Government should handle privacy, as it does human rights and other rights. Privacy is in The Constitution, it’s a matter of honouring it and if necessary enforcing it.
Trouble is, government agencies tend to become the opposite of what was intended, in the name of National Security.
The NSA should be looking for and advising flaws found in security, not building backdoors into approved encryption – for law enforcement and national security reasons, of course. Nor should it be collecting Private information itself, from whatever sources, legitimate, like information people unsuspectingly post to the internet that is repackaged for all who can pay for it, and illegitimate sources (backdoors, agreements with other nations’ security services monitoring, etc.)
It only takes the WILL to LIMIT the powers and activities of government agencies, but there’s too much money behind data collection, both commercial and security/military. And no politician can say no to campaign donations, especially if it’s for law enforcement/security reasons.

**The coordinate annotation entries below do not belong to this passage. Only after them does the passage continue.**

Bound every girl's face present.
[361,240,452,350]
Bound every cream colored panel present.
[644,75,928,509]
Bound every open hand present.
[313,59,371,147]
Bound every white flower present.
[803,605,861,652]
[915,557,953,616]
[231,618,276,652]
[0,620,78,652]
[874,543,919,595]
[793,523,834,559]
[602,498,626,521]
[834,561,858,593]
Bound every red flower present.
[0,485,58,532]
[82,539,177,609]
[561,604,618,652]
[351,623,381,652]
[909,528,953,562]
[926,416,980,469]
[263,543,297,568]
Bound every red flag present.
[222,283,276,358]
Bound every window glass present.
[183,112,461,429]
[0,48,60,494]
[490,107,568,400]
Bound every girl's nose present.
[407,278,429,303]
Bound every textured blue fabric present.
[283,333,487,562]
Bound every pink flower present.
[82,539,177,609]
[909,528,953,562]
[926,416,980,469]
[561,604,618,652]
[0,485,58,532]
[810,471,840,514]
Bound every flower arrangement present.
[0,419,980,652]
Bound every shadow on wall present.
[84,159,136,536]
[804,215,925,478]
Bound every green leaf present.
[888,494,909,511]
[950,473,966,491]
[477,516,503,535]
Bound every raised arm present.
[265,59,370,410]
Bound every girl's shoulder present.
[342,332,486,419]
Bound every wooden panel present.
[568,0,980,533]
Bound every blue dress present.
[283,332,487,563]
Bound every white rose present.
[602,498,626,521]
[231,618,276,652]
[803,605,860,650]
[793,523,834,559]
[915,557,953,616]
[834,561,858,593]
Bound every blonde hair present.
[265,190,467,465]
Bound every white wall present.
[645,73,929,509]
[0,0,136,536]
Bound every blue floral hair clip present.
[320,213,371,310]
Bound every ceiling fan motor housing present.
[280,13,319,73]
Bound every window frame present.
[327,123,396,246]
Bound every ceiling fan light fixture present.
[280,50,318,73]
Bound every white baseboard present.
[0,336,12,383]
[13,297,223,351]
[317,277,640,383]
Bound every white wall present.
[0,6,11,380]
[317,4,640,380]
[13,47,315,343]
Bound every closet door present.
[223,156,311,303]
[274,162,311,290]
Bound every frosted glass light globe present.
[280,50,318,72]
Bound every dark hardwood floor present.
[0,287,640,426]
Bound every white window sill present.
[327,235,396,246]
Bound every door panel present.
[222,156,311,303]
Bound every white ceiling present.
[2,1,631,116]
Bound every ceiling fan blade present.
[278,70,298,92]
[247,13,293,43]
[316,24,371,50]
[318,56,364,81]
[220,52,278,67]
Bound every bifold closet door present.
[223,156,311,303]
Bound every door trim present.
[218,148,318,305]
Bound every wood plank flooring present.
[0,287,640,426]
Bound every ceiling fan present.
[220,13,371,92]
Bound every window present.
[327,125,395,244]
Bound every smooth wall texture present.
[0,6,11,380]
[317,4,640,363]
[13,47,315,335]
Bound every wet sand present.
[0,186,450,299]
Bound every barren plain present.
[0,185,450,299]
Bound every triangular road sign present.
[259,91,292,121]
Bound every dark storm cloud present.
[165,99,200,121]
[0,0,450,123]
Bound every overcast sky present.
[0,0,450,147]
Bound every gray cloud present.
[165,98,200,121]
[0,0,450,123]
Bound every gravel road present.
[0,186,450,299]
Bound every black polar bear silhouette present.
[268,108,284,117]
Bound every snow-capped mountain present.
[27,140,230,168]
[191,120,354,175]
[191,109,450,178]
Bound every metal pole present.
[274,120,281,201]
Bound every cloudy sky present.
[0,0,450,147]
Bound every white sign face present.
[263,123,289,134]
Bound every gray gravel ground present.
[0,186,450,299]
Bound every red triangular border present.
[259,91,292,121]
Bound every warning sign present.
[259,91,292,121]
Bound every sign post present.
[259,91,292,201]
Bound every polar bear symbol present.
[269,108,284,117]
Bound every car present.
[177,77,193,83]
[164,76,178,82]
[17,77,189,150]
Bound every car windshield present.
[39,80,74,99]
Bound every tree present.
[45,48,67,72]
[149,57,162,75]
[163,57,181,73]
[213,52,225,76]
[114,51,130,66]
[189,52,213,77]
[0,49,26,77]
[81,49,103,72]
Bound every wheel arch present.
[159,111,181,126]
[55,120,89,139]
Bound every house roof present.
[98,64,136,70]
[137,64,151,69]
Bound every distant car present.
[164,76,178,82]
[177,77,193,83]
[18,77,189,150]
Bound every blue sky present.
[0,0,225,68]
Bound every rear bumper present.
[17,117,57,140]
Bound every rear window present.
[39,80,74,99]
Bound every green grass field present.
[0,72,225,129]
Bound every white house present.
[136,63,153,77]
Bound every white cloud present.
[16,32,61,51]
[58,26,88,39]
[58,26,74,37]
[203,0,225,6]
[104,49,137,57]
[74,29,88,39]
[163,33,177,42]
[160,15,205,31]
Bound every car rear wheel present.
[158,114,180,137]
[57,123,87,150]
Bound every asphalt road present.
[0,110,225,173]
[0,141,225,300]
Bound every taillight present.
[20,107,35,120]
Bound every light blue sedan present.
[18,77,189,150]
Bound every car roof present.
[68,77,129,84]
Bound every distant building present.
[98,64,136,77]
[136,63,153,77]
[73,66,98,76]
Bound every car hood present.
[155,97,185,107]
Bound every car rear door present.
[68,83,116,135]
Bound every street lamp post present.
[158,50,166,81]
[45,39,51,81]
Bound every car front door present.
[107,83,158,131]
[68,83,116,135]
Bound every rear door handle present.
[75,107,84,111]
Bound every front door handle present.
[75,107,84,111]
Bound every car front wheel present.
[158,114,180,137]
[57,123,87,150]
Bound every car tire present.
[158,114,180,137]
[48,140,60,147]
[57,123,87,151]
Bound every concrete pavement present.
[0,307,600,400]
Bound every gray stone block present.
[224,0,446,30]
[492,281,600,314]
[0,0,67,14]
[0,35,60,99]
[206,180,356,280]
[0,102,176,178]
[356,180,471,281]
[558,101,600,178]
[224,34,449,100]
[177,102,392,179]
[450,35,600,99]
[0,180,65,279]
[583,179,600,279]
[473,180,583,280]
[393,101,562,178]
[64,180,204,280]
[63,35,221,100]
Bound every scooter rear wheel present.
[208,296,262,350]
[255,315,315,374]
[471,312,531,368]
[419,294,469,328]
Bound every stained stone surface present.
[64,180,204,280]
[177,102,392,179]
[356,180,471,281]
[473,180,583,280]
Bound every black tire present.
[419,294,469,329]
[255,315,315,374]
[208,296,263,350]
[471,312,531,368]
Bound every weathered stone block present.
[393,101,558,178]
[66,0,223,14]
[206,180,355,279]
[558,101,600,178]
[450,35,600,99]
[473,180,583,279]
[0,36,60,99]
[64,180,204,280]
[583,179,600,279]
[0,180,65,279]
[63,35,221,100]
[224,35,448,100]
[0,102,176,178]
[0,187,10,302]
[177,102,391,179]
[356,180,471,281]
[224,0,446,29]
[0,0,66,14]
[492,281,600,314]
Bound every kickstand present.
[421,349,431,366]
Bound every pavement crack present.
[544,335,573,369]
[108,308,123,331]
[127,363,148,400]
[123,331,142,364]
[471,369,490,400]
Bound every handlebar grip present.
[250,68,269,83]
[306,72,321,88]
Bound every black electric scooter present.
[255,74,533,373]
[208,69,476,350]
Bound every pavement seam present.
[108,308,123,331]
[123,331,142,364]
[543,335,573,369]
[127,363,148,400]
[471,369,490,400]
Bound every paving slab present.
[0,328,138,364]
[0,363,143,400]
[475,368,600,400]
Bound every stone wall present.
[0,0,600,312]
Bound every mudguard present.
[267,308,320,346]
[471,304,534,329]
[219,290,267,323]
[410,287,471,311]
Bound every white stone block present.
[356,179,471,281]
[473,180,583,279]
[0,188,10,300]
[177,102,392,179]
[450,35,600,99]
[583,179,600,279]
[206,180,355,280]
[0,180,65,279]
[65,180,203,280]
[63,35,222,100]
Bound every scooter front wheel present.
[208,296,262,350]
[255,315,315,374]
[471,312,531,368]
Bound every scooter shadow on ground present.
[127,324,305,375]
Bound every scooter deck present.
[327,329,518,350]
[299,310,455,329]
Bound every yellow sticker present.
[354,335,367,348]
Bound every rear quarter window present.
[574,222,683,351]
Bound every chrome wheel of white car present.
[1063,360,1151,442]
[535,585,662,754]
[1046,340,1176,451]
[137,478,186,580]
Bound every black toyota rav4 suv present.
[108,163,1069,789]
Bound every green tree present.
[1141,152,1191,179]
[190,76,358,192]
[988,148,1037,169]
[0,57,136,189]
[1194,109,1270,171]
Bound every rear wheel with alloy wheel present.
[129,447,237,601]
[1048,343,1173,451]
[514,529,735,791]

Commercial enterprises are no better in protecting rights. It’s the only internet business model that makes money.
Even Open Sourcing or publishing protections publicly improves the situation very little. It may have public scrutiny, but who has the most money to ‘build in flaws’, the security industrial complex combined with commercial interests, or Joe security expert or a university professor not already funded by government or corporate interests?
You end up with the Flash situation. Oh, another flaw, our bad, we’ll fix that next release. Repeat infinitely.
Apple got out of the router business when Law Enforcement Assistance was being pushed down to the local router level. Trust me. Apple couldn’t take any privacy stance when its routers were required to be open to Law Enforcement Assistance. Too much negative publicity could result. And you see what happens if you make a keyboard that people don’t like, can you imagine what the fallout would be if routers were open/vulnerable – a backdoor for the good guys is a backdoor for the bad guys too.
As for this particular bill, I guarantee it was dreamed up by the same people who came up with “freedom-of-information” and “whistle blower protection”, and you know what a quagmire they’ve become. Give the appearance of something, cover your arse whenever it becomes an issue (ombudsman anybody?), but with neither the will nor capability to combat the forces against this.